本文会讲解Spark Stream是如何与Kafka进行对接的,包括DirectInputStream和KafkaRDD是如何与KafkaConsumer交互的
理解这个的核心,在于以DirectKafkaInputDStream和KafkaRDD的compute、KafkaRDDIterator的next为中心向外延伸阅读。但本文会以顺序方式讲解
在编写程序时,我们创建了一个DirectSream。ConsumerStrategy::Subscribe返回一个Subscribe类。
// 编写的程序
KafkaUtils.createDirectStream(
streamingContext,
LocationStrategies.PreferConsistent(),
ConsumerStrategies.<String, String>Subscribe(topics, kafkaParams)
);
// ConsumerStrategies.scala
@Experimental
def Subscribe[K, V](
topics: ju.Collection[jl.String],
kafkaParams: ju.Map[String, Object]): ConsumerStrategy[K, V] = {
new Subscribe[K, V](topics, kafkaParams, ju.Collections.emptyMap[TopicPartition, jl.Long]())
}
我们顺着方法看Subscribe类
该方法在创建时,接受了三个参数。在本文背景下,前两个参数是开发者传入的,第三个是参数为空:
该类的关键在于onStart方法,在启动阶段,该方法被调用于创建KafkaConsumer,执行订阅,设置offset并返回给上层。

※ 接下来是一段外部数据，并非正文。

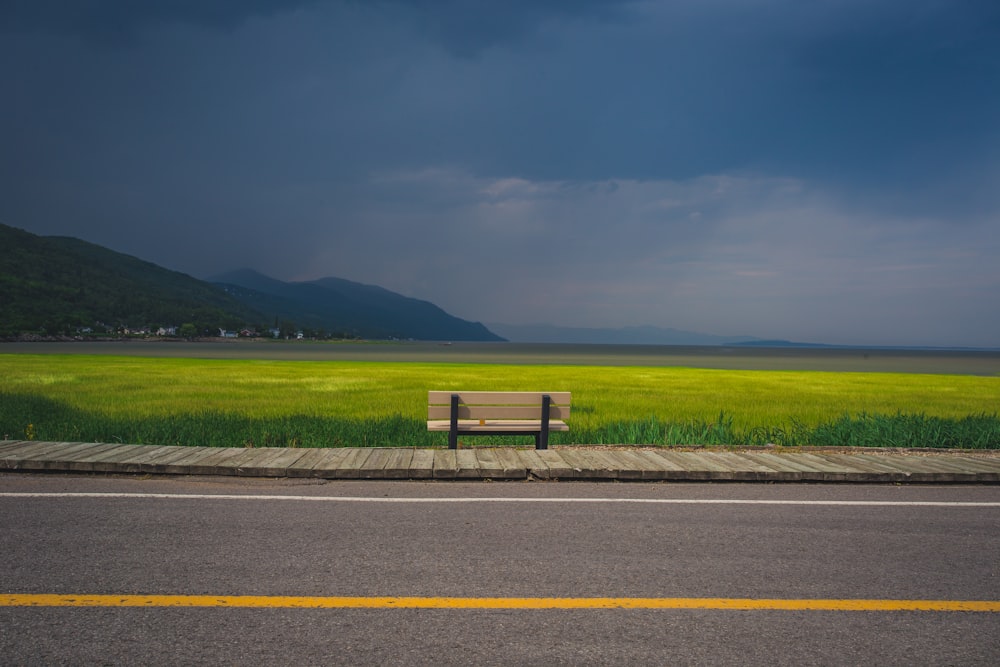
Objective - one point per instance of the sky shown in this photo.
(824, 171)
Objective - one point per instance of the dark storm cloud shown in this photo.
(117, 20)
(820, 170)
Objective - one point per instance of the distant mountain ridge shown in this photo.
(56, 285)
(350, 308)
(59, 286)
(641, 335)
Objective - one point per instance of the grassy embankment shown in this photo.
(336, 403)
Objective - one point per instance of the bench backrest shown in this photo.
(497, 404)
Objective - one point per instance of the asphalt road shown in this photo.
(506, 540)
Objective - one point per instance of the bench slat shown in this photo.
(498, 412)
(471, 426)
(498, 397)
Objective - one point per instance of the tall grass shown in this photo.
(333, 403)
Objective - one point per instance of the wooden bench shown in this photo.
(498, 413)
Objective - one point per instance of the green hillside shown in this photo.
(350, 308)
(58, 285)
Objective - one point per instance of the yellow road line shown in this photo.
(261, 601)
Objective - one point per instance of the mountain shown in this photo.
(350, 308)
(644, 335)
(55, 285)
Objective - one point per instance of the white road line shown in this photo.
(642, 501)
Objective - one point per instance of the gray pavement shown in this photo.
(512, 463)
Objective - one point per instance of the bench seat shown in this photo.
(534, 413)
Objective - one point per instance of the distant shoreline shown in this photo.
(727, 357)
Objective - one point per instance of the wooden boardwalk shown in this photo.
(510, 463)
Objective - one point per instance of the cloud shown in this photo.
(819, 170)
(116, 21)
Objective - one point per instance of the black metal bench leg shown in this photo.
(453, 428)
(542, 437)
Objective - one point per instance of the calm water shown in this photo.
(962, 362)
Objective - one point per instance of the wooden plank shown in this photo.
(498, 397)
(644, 466)
(698, 466)
(213, 462)
(668, 466)
(511, 463)
(558, 468)
(422, 464)
(533, 464)
(617, 462)
(328, 465)
(487, 463)
(586, 466)
(397, 466)
(133, 462)
(84, 460)
(497, 412)
(36, 449)
(312, 462)
(373, 465)
(350, 466)
(466, 464)
(445, 464)
(972, 464)
(278, 466)
(744, 469)
(16, 445)
(183, 464)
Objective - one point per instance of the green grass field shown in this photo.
(238, 402)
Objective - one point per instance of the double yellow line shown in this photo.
(284, 601)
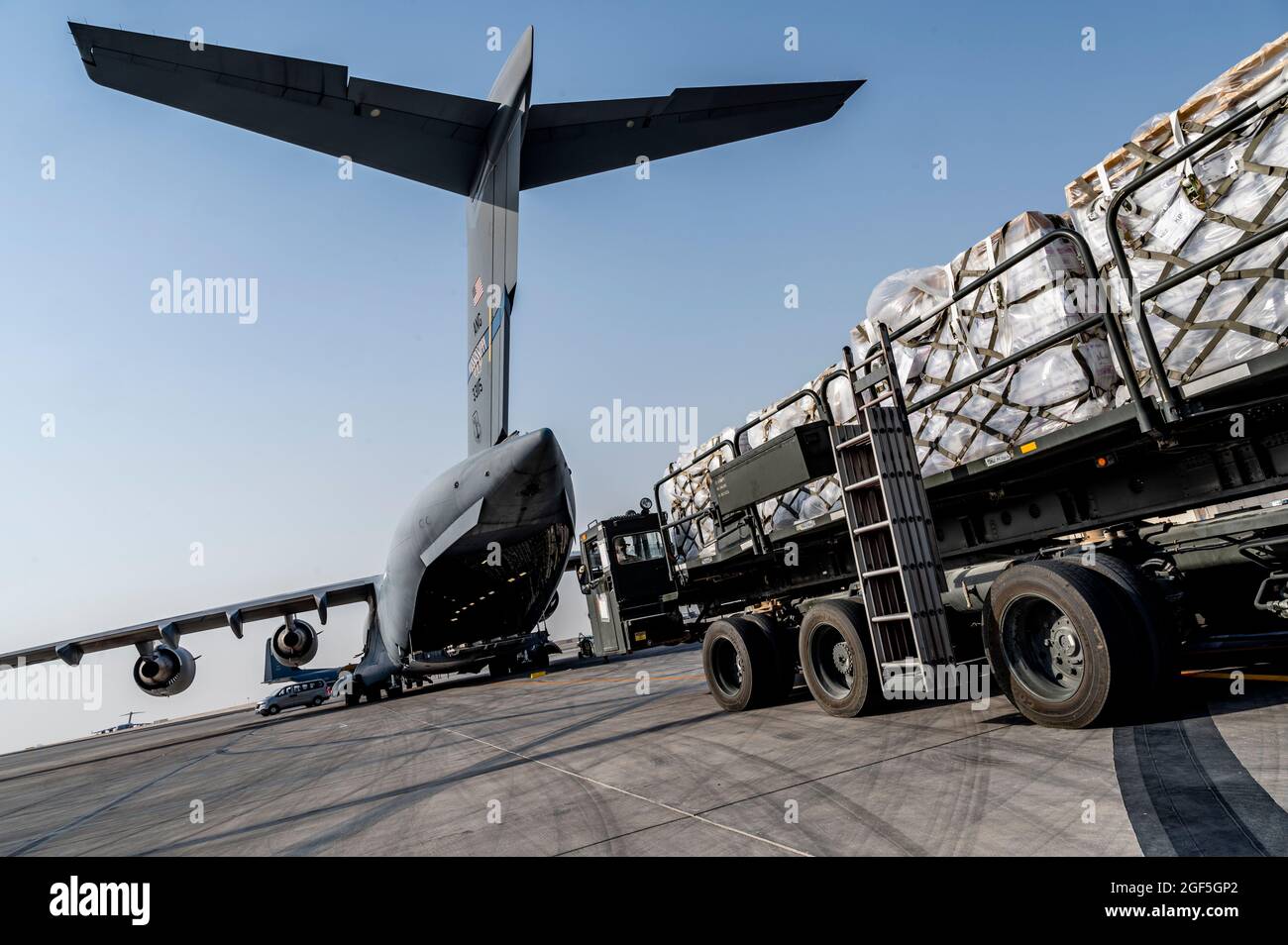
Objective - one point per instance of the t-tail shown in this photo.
(485, 150)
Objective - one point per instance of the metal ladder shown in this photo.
(896, 551)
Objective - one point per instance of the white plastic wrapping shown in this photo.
(1030, 301)
(1198, 209)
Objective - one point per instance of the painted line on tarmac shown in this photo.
(597, 783)
(1188, 794)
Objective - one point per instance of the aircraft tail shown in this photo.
(487, 150)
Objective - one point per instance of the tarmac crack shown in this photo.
(682, 814)
(85, 817)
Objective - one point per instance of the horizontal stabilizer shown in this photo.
(574, 140)
(429, 137)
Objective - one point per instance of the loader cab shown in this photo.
(623, 576)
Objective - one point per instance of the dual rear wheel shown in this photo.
(750, 661)
(1069, 644)
(1074, 645)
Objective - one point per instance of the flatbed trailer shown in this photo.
(1064, 562)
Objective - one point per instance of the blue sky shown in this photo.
(176, 429)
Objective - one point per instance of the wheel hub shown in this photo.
(842, 660)
(1043, 648)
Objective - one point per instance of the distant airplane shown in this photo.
(128, 724)
(476, 559)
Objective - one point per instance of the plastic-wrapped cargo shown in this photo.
(1206, 205)
(690, 492)
(1030, 301)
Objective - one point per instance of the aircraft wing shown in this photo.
(232, 615)
(424, 136)
(572, 140)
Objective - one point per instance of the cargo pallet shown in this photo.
(1061, 561)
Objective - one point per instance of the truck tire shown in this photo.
(836, 658)
(738, 662)
(782, 641)
(1056, 644)
(1154, 638)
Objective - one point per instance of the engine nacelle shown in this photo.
(166, 671)
(295, 644)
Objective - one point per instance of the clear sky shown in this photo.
(669, 291)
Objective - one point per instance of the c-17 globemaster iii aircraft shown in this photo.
(476, 559)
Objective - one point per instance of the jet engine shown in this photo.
(166, 671)
(295, 643)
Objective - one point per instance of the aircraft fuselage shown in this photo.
(477, 555)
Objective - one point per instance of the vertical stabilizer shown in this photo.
(492, 233)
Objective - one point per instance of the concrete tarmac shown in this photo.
(589, 760)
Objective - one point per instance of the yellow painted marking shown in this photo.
(1210, 675)
(600, 679)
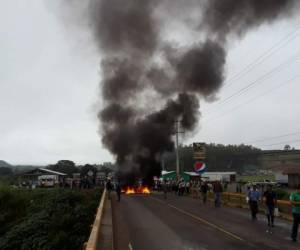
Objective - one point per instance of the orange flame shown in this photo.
(145, 190)
(130, 191)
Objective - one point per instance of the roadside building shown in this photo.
(272, 158)
(279, 175)
(220, 176)
(42, 177)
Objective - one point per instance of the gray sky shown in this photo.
(49, 75)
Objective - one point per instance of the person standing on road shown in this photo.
(254, 198)
(270, 200)
(295, 200)
(204, 189)
(218, 189)
(108, 188)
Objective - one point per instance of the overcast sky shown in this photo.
(49, 89)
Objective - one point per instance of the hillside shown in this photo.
(5, 164)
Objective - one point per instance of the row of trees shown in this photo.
(69, 168)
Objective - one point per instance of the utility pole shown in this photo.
(177, 132)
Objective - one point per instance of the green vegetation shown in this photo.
(46, 219)
(256, 178)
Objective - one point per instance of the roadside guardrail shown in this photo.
(92, 242)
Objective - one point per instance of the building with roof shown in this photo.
(42, 177)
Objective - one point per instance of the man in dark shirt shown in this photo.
(204, 189)
(270, 201)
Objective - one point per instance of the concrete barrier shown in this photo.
(93, 239)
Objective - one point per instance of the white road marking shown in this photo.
(130, 247)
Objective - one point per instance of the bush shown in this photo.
(52, 219)
(282, 194)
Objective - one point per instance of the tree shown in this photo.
(5, 171)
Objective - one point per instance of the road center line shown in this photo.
(130, 246)
(201, 220)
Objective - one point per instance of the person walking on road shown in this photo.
(295, 200)
(254, 198)
(218, 189)
(108, 188)
(204, 189)
(118, 191)
(270, 200)
(165, 189)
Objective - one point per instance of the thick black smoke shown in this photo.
(148, 82)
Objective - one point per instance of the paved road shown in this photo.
(149, 222)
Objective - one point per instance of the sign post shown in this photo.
(199, 157)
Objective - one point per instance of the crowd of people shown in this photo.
(255, 195)
(194, 188)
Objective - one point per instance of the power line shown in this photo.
(267, 54)
(279, 143)
(262, 78)
(254, 98)
(274, 137)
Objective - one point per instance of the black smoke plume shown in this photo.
(149, 82)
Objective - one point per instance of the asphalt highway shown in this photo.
(150, 222)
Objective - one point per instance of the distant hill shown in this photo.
(5, 164)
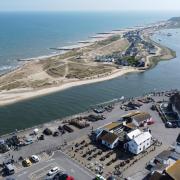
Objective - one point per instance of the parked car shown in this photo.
(34, 158)
(56, 133)
(168, 124)
(99, 177)
(68, 129)
(53, 171)
(9, 169)
(41, 137)
(111, 178)
(47, 132)
(26, 162)
(62, 176)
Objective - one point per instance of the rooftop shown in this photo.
(112, 126)
(174, 170)
(134, 133)
(142, 116)
(142, 137)
(108, 137)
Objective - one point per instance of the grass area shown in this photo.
(39, 83)
(167, 54)
(132, 61)
(14, 85)
(109, 40)
(56, 71)
(81, 71)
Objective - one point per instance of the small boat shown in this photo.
(169, 34)
(122, 98)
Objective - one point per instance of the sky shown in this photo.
(88, 5)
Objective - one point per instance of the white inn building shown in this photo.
(139, 142)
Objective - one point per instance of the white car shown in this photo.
(99, 177)
(35, 158)
(53, 171)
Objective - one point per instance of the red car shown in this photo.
(61, 176)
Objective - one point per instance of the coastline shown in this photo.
(19, 94)
(13, 96)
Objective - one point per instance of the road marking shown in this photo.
(50, 160)
(23, 173)
(72, 170)
(78, 166)
(43, 171)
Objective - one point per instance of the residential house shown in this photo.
(108, 139)
(177, 147)
(139, 143)
(141, 119)
(175, 102)
(174, 171)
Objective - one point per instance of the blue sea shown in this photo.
(31, 34)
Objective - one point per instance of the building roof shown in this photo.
(164, 155)
(142, 137)
(134, 133)
(142, 116)
(175, 100)
(130, 125)
(131, 114)
(178, 139)
(158, 176)
(112, 126)
(174, 170)
(108, 137)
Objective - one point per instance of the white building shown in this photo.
(141, 119)
(138, 143)
(177, 147)
(108, 139)
(133, 134)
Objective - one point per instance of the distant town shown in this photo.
(123, 139)
(135, 138)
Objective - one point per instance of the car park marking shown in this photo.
(21, 174)
(43, 171)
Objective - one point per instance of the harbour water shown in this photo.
(165, 75)
(31, 34)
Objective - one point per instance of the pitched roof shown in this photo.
(173, 171)
(158, 176)
(112, 125)
(142, 137)
(164, 155)
(175, 100)
(108, 137)
(142, 116)
(134, 133)
(178, 139)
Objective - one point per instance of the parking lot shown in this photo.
(38, 171)
(73, 162)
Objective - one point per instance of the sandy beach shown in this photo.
(13, 96)
(47, 75)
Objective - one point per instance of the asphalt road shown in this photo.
(39, 170)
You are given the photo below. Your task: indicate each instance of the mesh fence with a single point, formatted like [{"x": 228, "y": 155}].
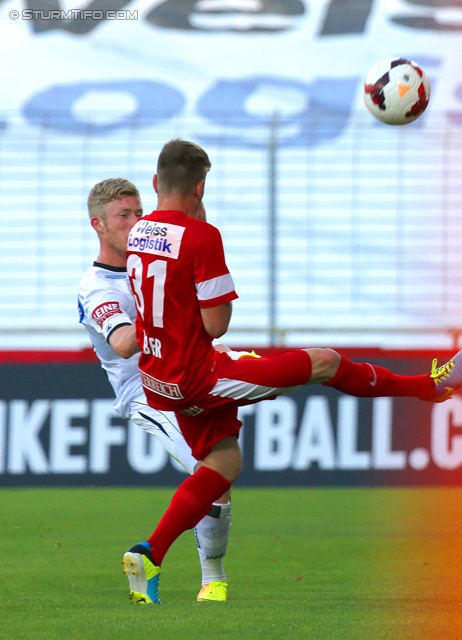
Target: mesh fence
[{"x": 355, "y": 233}]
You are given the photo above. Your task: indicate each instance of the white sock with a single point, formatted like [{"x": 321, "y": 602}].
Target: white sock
[{"x": 212, "y": 534}]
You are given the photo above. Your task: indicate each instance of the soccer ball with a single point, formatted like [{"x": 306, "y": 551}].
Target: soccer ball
[{"x": 396, "y": 91}]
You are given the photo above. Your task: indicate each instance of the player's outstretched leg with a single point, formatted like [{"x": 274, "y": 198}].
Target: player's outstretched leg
[
  {"x": 373, "y": 381},
  {"x": 142, "y": 573},
  {"x": 212, "y": 534},
  {"x": 447, "y": 378}
]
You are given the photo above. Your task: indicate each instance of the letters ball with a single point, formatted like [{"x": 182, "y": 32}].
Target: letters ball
[{"x": 396, "y": 91}]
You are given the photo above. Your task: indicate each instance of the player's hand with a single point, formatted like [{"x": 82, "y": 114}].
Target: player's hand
[{"x": 241, "y": 355}]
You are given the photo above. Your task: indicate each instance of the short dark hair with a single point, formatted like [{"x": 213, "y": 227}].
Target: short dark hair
[
  {"x": 181, "y": 166},
  {"x": 106, "y": 191}
]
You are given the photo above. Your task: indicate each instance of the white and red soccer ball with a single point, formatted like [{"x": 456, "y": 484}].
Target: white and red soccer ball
[{"x": 396, "y": 91}]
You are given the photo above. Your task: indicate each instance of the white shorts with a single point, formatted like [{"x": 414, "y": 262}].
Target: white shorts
[{"x": 164, "y": 426}]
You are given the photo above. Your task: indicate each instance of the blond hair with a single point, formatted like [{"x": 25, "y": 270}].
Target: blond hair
[{"x": 105, "y": 192}]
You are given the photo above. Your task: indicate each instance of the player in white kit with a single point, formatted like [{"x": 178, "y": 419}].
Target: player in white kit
[{"x": 107, "y": 311}]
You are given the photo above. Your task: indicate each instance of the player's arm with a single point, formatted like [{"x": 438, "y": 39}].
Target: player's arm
[
  {"x": 123, "y": 340},
  {"x": 216, "y": 319}
]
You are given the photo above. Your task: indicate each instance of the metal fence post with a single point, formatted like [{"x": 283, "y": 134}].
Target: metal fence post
[{"x": 272, "y": 217}]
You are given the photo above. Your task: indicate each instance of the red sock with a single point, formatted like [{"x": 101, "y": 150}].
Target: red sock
[
  {"x": 365, "y": 380},
  {"x": 192, "y": 501}
]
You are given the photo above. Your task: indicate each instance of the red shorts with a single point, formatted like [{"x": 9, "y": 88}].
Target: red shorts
[{"x": 240, "y": 382}]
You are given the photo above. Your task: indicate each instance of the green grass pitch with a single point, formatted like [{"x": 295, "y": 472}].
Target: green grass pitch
[{"x": 315, "y": 563}]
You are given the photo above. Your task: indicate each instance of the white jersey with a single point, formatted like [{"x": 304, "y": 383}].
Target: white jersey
[{"x": 105, "y": 303}]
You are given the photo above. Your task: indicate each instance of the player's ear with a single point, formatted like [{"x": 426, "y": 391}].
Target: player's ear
[
  {"x": 97, "y": 224},
  {"x": 199, "y": 190}
]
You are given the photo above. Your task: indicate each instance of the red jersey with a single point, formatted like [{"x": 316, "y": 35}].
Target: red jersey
[{"x": 176, "y": 266}]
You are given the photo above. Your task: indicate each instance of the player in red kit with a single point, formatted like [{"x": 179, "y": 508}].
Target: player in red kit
[{"x": 183, "y": 293}]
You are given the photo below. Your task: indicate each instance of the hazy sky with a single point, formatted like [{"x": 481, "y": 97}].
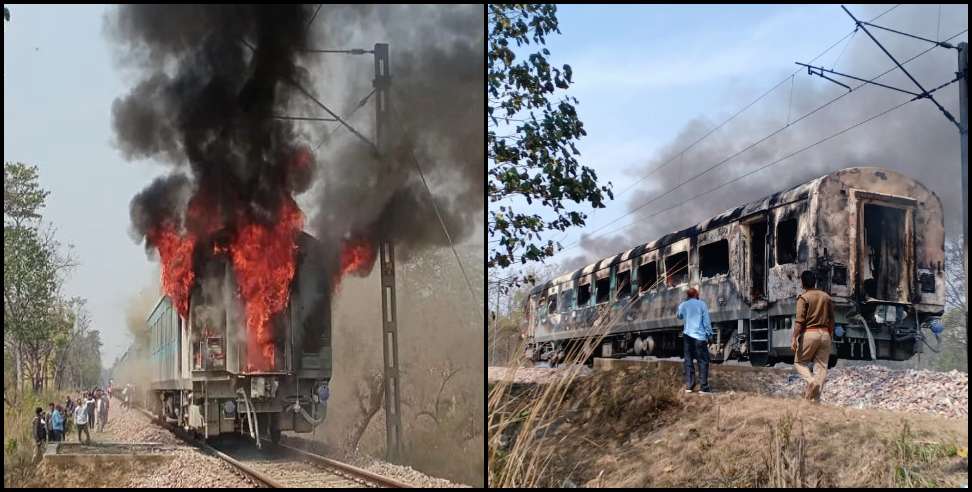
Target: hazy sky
[{"x": 652, "y": 78}]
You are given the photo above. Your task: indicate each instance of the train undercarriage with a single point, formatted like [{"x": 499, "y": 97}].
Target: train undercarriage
[
  {"x": 878, "y": 331},
  {"x": 258, "y": 406}
]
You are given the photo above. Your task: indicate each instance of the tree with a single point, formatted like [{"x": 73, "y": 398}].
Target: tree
[
  {"x": 33, "y": 266},
  {"x": 531, "y": 139},
  {"x": 954, "y": 274}
]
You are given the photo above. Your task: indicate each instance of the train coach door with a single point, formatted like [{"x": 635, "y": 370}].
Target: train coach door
[
  {"x": 885, "y": 246},
  {"x": 754, "y": 232}
]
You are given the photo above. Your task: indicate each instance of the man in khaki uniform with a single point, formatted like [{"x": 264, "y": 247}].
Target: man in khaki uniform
[{"x": 813, "y": 331}]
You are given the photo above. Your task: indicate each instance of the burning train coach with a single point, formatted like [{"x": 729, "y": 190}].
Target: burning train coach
[
  {"x": 200, "y": 371},
  {"x": 874, "y": 237}
]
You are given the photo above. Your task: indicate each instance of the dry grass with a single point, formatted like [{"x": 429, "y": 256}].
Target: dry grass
[
  {"x": 524, "y": 462},
  {"x": 634, "y": 429}
]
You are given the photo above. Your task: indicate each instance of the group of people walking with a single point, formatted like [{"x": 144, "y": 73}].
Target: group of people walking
[{"x": 89, "y": 411}]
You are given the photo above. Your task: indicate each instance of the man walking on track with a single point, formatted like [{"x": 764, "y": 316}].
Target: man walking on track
[
  {"x": 695, "y": 336},
  {"x": 813, "y": 331}
]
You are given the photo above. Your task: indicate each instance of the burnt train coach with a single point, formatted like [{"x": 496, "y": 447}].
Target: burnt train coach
[
  {"x": 874, "y": 237},
  {"x": 194, "y": 372}
]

private case class Subscribe[K, V](
topics: ju.Collection[jl.String],
kafkaParams: ju.Map[String, Object],
offsets: ju.Map[TopicPartition, jl.Long]
) extends ConsumerStrategy[K, V] with Logging {
def executorKafkaParams: ju.Map[String, Object] = kafkaParams
def onStart(currentOffsets: ju.Map[TopicPartition, jl.Long]): Consumer[K, V] = {
val consumer = new KafkaConsumer[K, V](kafkaParams)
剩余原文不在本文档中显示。